Le traitement de ces mineurs par les autorités [israéliennes] contrevient totalement la Loi sur la jeunesse, telle que modifiée en 2008 (amendement n ° 14). En vertu de la loi, un mineur qui est soupçonné d’avoir commis une infraction pénale a le droit de consulter un parent ou un proche avant d’être interrogé, et d’avoir un parent ou un proche présent pendant l’interrogatoire. La loi a également interdit généralement l’interrogatoire d’un mineur la nuit et indique qu’un mineur ne doit pas être arrêté si l’objectif peut être atteint d’une manière moins néfaste. Dans le cas présent, certains parents étaient prêts à s’engager à amener les mineurs pour interrogatoire dans la matinée, et il n’y avait pas d’obligation d’effectuer l’arrestation la nuit.

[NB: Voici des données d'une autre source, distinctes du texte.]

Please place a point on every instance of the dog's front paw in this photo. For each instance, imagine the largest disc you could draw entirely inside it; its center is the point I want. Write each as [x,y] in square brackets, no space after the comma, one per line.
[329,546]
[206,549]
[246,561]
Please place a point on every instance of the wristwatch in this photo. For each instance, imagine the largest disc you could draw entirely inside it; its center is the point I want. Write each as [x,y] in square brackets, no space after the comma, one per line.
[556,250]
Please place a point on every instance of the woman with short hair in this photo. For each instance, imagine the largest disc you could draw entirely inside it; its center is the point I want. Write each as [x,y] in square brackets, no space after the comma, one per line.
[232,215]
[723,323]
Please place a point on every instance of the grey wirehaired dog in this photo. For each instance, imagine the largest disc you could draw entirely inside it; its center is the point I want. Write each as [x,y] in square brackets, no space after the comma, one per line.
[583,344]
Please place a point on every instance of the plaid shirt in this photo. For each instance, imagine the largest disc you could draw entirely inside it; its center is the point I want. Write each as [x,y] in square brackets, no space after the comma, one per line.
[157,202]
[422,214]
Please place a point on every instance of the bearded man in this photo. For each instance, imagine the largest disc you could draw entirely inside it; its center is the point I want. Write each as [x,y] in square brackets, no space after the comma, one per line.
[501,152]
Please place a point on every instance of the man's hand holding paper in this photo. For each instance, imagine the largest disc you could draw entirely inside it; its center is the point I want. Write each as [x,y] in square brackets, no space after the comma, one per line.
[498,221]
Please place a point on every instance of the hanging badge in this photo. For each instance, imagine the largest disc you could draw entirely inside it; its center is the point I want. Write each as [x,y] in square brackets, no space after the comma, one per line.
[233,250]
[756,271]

Ces mesures prises par les autorités ont gravement violé les droits fondamentaux des mineurs, qui sont tous des résidents israéliens. Il n’est pas logique d’effectuer une opération militaire d’arrestation de ce style au milieu de la nuit, dans le but d’interroger des enfants soupçonnés d’avoir lancé des pierres, et cette ligne de conduite ne peut être justifiée par aucun motif. Il est difficile de croire que les forces de sécurité auraient agi de même contre des mineurs juifs.

B’Tselem a envoyé une lettre urgente au commandant de police du district de Jérusalem, le général Aharon Franco, et à la tête du Département de l’enquête de police, Herzl Shviro, exigeant que les opérations d’arrestations des mineurs de Silwan par la police, l’ISA [le Shabak, service de sécurité intérieure], la police des frontières, cessent. Si un enfant du quartier est soupçonné d’avoir commis une infraction criminelle, il peut être convoqué pour un interrogatoire en présence d’un adulte le représentant. En outre, l’interrogatoire doit être mené par les interrogateurs de la jeunesse.